Node-level tools operate on a reference (@ref) resolved by page_query_selector. References are opaque strings, valid for the lifetime of the current page load in the target tab, and invalidated on navigation.

Resolve a CSS selector to a node reference.

| Name | Type | Required | Description | |------|------|----------|-------------| | tab_id | string | yes | Target tab. | | selector | string | yes | Standard CSS selector. | | all | boolean | no | Return every match instead of the first. Default: false. |

{
"refs": [
{ "ref": "@ref_a1", "tag": "button", "text_preview": "Sign up" }
]
}

text_preview is a short excerpt for orientation. Do not treat it as content.


Read the visible text of a resolved node.

| Name | Type | Required | |------|------|----------| | tab_id | string | yes | | ref | string | yes |

{ "text": "Sign up to continue" }

Read an attribute of a resolved node.

| Name | Type | Required | |------|------|----------| | tab_id | string | yes | | ref | string | yes | | name | string | yes |

{ "name": "href", "value": "/signup" }

Wait until a selector resolves. Returns as soon as it does or the timeout elapses.

| Name | Type | Required | Description | |------|------|----------|-------------| | tab_id | string | yes | Target tab. | | selector | string | yes | CSS selector to wait for. | | timeout_ms | integer | no | Max wait. Default: 5000. Hard maximum: 30000. | | state | string | no | attached (default), visible, hidden. |

{ "ref": "@ref_b2", "waited_ms": 342 }

Timeout returns -32603 with data.reason = "timeout".

Every response from every content tool passes through the credential firewall’s four vectors before it lands in your client:

  1. Password fields: <input type="password"> value redacted.
  2. HTTP headers: Authorization, Cookie, Set-Cookie, Proxy-Authorization, and configured custom auth headers redacted (relevant to HAR / capture surfaces, not content tools, but the shape is consistent).
  3. Accessibility-tree autofill hints: any node with data-autofill or ARIA autocomplete fields marked sensitive is redacted.
  4. URL fragments and query parameters: access_token, id_token, refresh_token, session, and configured additional keys redacted to [REDACTED] in any URL that leaves the process.

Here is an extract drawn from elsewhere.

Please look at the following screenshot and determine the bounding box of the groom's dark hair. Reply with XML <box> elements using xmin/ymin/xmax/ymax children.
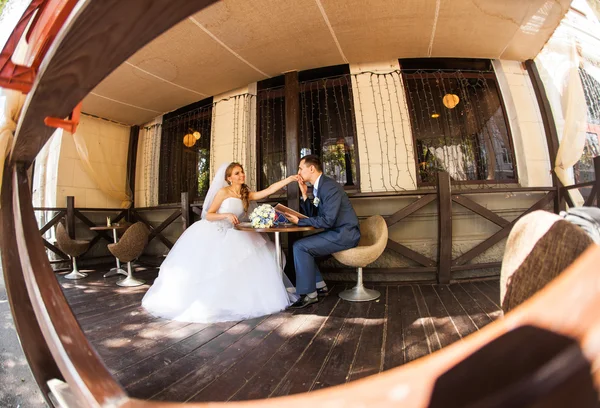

The full rule set is on the security page. From the agent’s perspective the behavior is: values that would leak a secret come back as the literal string [REDACTED].

The design decision is that any tool that lets an agent read the page directly from JS space bypasses the firewall. There is no version of “let the agent run JavaScript” that keeps the redaction guarantee. Instead, we expose the specific accessors an agent actually needs, and every one of them is a firewall pass-through.

If a workflow needs a computation that Maho does not currently expose, the fix is to add a typed tool, not to open the JavaScript surface.